20.05.2019

Von SRF in die Privatwirtschaft

Barbara Bürer zügelt den Telefontalk ins «Kosmos»

Live vor Publikum und im Internet: Nach dem Ende der SRF-Sendung «Nachtwach» lanciert Moderatorin Barbara Bürer mit ihrem Team auf privater Basis ein Nachfolge- Projekt. Das Gespräch wird über Facebook verbreitet.
Von SRF in die Privatwirtschaft: Barbara Bürer zügelt den Telefontalk ins «Kosmos»
Von 2007 bis 2018 war Barbara Bürer einmal in der Woche Moderatorin von «Nachtwach». Dabei führte sie über 3000 Gespräche mit Menschen aus der ganzen Schweiz. (Bild: Nicole Gerber)

Nachdem die Sendung «Nachtwach» aus Spargründen per Ende 2018 abgesetzt wurde (persoenlich.com berichtete), entschied sich das gesamte fünfköpfige Redaktionsteam, den Geist der Sendung auf privater Basis ausserhalb von SRF weiterzuführen.

Wie das Team in einer Mitteilung schreibt, will Barbara Bürer mit «Barbara Bürers Kosmos» «wieder jenen das Wort geben, die sonst nicht im Rampenlicht stehen».
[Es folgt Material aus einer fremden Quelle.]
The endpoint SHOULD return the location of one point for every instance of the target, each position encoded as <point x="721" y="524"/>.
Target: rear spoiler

Während Menschen aus der ganzen Schweiz am Telefon zu einem vorgegebenen Thema Geschichten aus ihrem Leben erzählen, verfolgt das Publikum vor Ort die Gespräche mit Funkkopfhörern mit. Via Live-Stream auf barbarabuerer.ch werden «die Telefonate übers Internet weiterhin in die Stuben des Landes übertragen».

Geldgeber gesucht

Erste Ausgabe ist am 14. Juni 2019 zum Thema «Dafür habe ich gekämpft.» Damit werde die Premiere «zu einem Abend voller Erfolgsgeschichten, aber auch Niederlagen – passend zum kämpferischen Frauenstreiktag», heisst es weiter.

 

«Barbara Bürers Kosmos» wird finanziell unterstützt von der Gemeinnützigen Gesellschaft des Kantons Zürich und der Cassinelli-Vogel-Stiftung, sowie von Vereinsmitgliedern und Gönnerinnen und Gönnern. Zur längerfristigen Umsetzung seiner Pläne ist der Non-Profit- Verein laut der Mitteilung angewiesen auf weitere Unterstützerinnen und Unterstützer. (pd/eh)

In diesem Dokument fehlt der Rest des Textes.